While not a public figure like her fellow award recipients, Maria Consalvo regularly contributes her time, expertise and finances to the Guatemalan Dental Initiative and assists Rotarian Dr. John Snively with dental procedures.
“I’ve done a lot of volunteering in my life and I always wanted to do something (that involved) another language,” said the multi-lingual dental assistant.
She began the project to assist those living in rural Guatemala access dental care. “We set up triage to see what they need, we do assessments and run a mobile dental clinic,” she said. She has been organizing the clinic, which runs for five weeks a year for the past three-and-a-half years. In order to travel, she takes her entire three weeks of holiday and two weeks of unpaid time. “It just feels good,” she said simply.
Consalvo also developed very close ties with some of the people in the village of San Antonio Palopo where the first clinic was set up. One particular little boy just barely escaped being smuggled home in her suitcase.

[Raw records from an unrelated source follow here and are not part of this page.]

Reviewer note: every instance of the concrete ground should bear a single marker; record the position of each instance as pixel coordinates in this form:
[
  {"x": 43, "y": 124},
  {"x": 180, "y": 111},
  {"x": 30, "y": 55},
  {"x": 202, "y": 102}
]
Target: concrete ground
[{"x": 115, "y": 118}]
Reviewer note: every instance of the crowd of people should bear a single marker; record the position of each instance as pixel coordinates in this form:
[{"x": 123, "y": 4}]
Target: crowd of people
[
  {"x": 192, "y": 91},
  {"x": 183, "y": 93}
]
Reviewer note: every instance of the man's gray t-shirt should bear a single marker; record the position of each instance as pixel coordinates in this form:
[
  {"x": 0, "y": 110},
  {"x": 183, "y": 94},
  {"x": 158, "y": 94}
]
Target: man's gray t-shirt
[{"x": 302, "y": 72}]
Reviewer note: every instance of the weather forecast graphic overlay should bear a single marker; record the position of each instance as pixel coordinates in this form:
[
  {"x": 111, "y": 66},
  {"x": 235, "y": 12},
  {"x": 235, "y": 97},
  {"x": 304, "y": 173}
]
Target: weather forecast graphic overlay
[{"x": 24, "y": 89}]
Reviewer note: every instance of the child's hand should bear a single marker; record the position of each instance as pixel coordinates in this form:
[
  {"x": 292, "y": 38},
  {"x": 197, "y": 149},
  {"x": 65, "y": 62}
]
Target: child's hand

“When you give people the opportunity to have a healthy, happy smile or a healthy, happy lifestyle it’s extremely rewarding. I’m sure it’s said by all of us, that it’s just an amazing feeling that we are empowered to do this type of work.”
Extremely surprised by the award, Consalvo said she feels privileged to receive it. “It’s a great honour to be recognized in this way. I’m absolutely honoured.”